BUS-TRUCK
Menteri Koordinator Bidang Infrastruktur dan Pengembangan Kewilayahan Agus Harimurti Yudhoyono (AHY) menjelaskan bahwa pemerintah berkomitmen untuk mempercepat proses electrifikasi transportasi, dengan fokus pada peningkatan produksi truk ramah lingkungan guna menekan tingkat pencemaran udara.
AHY mengatakan bahwa proyek listrifikasi transportasi di Jakarta berjalan dengan cepat, terutama untuk sepeda motor, mobil, serta armada Bus Transjakarta.
“Kami telah membuat peningkatan signifikan bagi sepeda motor, mobil, dan bus di Jakarta; TransJakarta yang memiliki 300 bus tersebut kini sudah berfungsi dengan baik dan tersedia,” ujarnya pada acara Clean Air Forum di Jakarta, minggu ini (27/5).
Namun, AHY mengakui pula bahwa usaha untuk mentransformasi truk pengangkut barang dari menggunakan bahan bakar solar menjadi listrik masih tergolong biayanya tinggi.
Di samping itu, AHY juga menekankan permasalahan truk dengan dimensi melebihi batas dan beban berlebihan (ODOL). Dia menyebutkan bahwa pihak pemerintah saat ini tengah giat dalam usaha untuk membasmi praktek ODOL sebab akibatnya sungguh sangat merugikan.
Ancaman utama yang dibahas berkaitan dengan keselamatan; ODOL ternyata memicu berbagai kecelakaan lalu lintas.
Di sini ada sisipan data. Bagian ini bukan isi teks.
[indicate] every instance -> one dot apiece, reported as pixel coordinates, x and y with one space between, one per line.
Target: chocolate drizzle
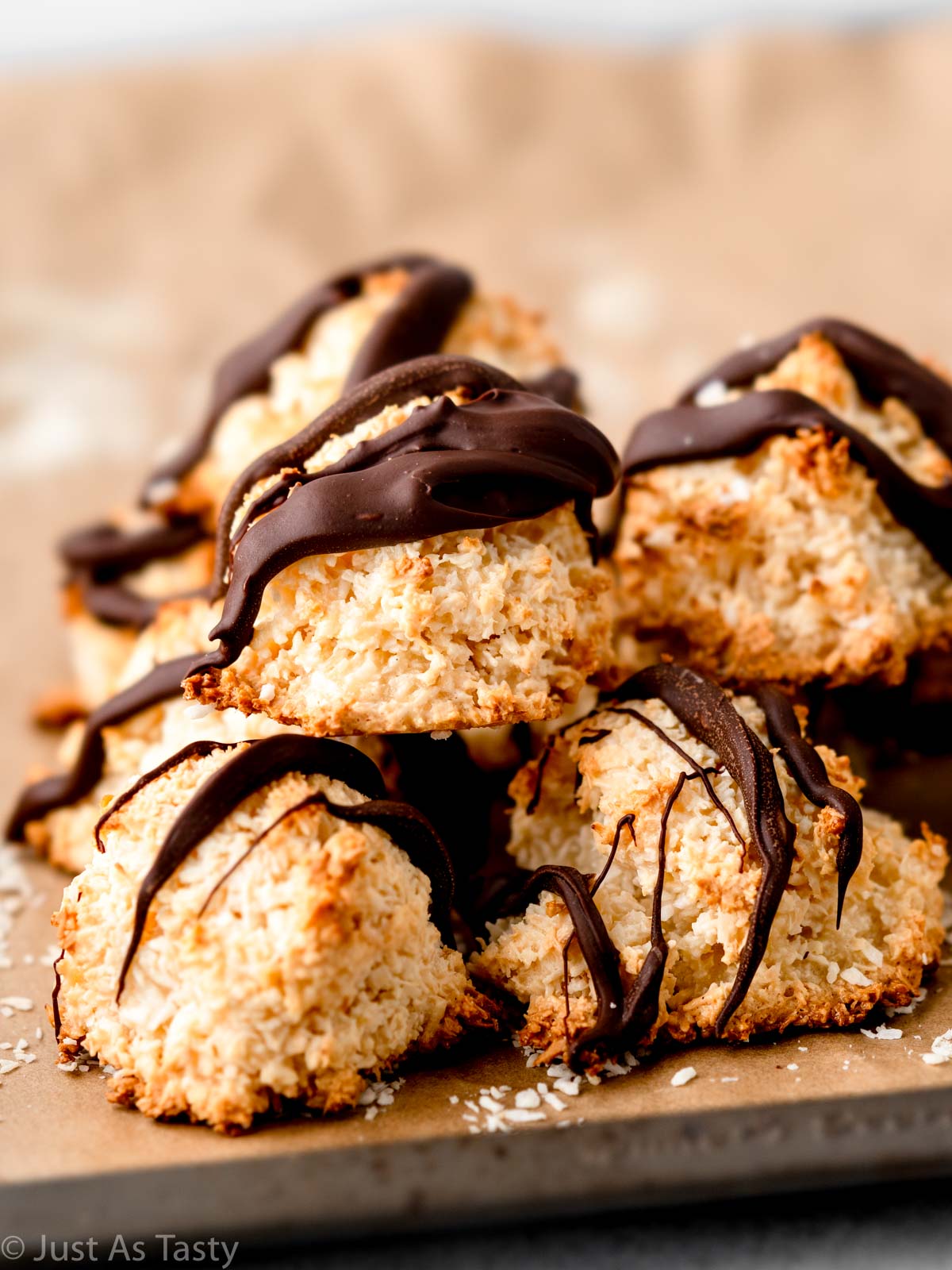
881 370
37 800
99 558
708 713
689 432
404 825
258 764
505 456
810 774
248 368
Di samping itu, tindakan tersebut juga mengakibatkan kerusakan jalan yang signifikan.
Meskipun demikian, setiap tahunnya, pemerintah menyisihkan dana sebesar Rp 41 triliun guna perawatan jalan yang Rusak dan Berlubang.
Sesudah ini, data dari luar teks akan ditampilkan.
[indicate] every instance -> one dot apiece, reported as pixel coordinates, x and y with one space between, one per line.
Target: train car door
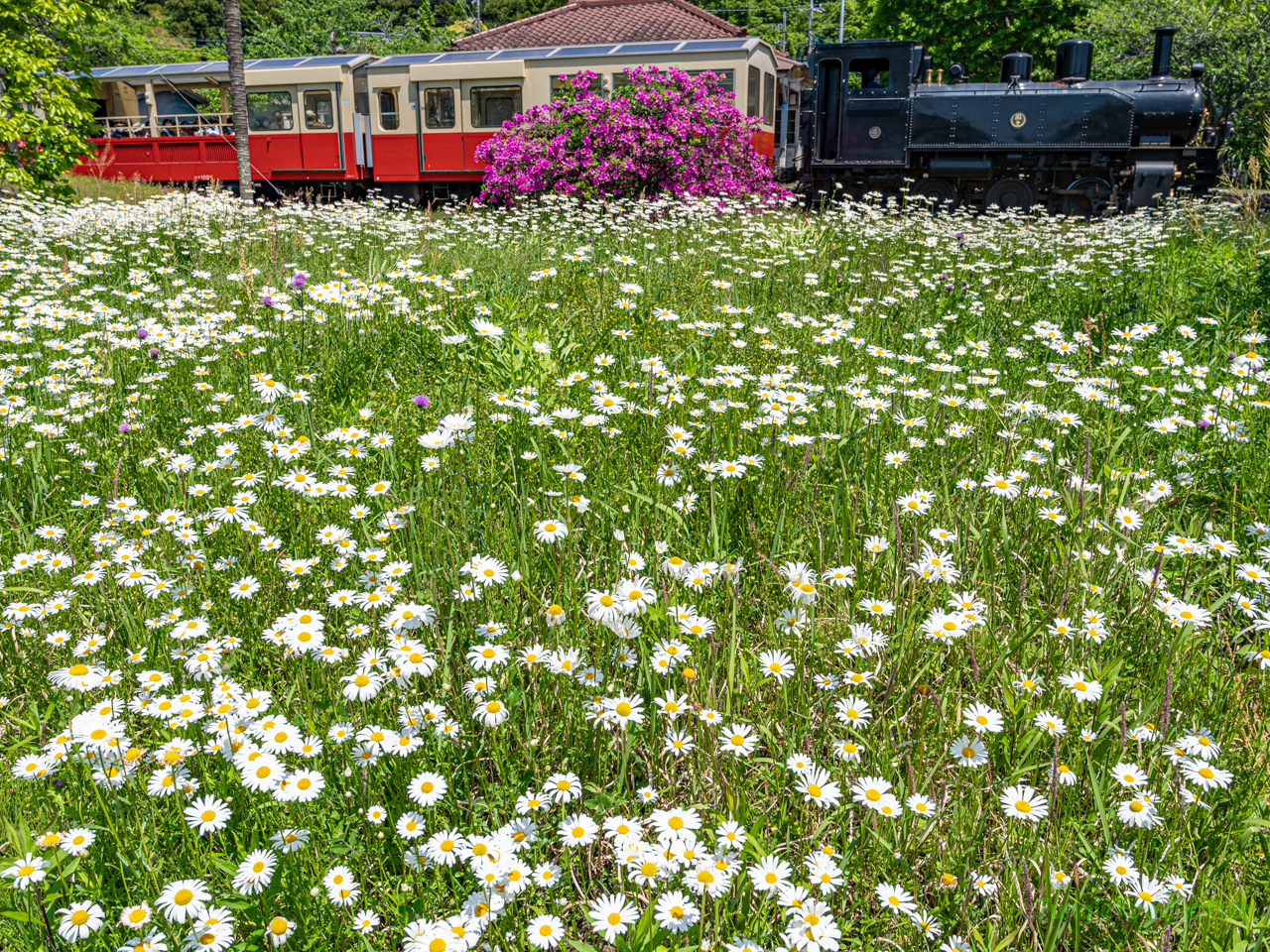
441 139
876 93
490 104
318 134
275 140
Dia mengatakan bahwa apabila truk-truk ODOL ini dapat dihapuskan, maka dana perbaikan jalan yang rusak tersebut bisa dipergunakan untuk mendanai program konversi kendaraan dari bahan bakar fosil ke energi listrik.
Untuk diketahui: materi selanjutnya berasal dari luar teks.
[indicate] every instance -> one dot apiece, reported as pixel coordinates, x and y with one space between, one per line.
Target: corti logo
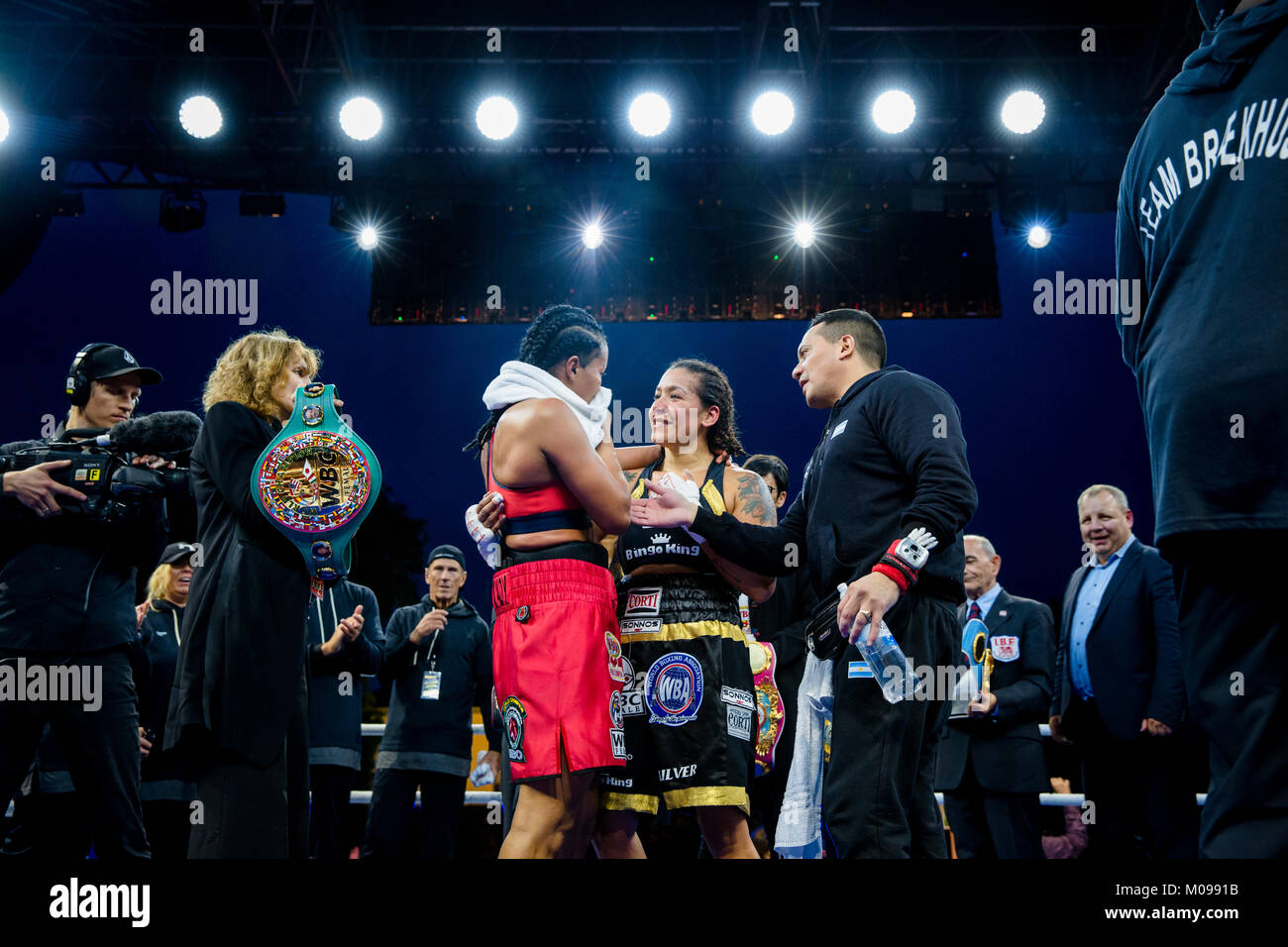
179 296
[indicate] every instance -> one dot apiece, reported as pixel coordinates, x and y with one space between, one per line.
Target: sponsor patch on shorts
614 657
632 693
673 689
739 722
634 626
739 698
644 602
514 718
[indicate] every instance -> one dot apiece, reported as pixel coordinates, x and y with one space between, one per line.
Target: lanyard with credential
429 655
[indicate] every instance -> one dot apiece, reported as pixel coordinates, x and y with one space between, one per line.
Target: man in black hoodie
438 655
339 655
1203 202
892 462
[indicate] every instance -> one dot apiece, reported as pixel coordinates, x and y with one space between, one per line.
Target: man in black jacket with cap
992 767
438 655
67 586
892 462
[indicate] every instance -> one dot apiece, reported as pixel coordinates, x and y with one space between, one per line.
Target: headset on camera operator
81 510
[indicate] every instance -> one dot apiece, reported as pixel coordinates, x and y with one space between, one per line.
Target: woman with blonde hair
162 789
239 709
“Padahal uang senilai Rp 41 triliun dapat digunakan untuk apa saja? Jika kita bersedia mengeluarkan biaya untuk perbaikan jalan, sebenarnya kita harus memiliki sumber daya yang cukup untuk melaksanakan konversi, perbaikan, atau penerapan aturan dengan lebih tegas,” ungkap AHY menurut kutipan dari Antara.
Acara Clean Air Forum diadakan oleh organisasi penelitian, Systemiq, bersama ITB serta sejumlah stakeholder utama termasuk pihak pemerintahan, institusi pengkaji kebijakan, komunitas non-pemerintah, LSM, perusahaan, dan dunia usaha. Mereka meluncurkan beberapa hasil signifikan terkait kondisi udara di Jakarta.
Laporan inventarisasi emisi untuk tahun 2023 menunjukkan bahwa penyebab primer dari pencemar udara di Jakarta berasal dari sektor transportasi, aktivitas industri, pembangkit tenaga listrik, pembakaran limbah, serta proyek konstruksi.
Transportasi merupakan penyumbang utama, memberikan kontribusi sebanyak 65 persen dari total emisi NOX, 90 persen dari emisi CO, serta 61 persen dari partikel PM2.5.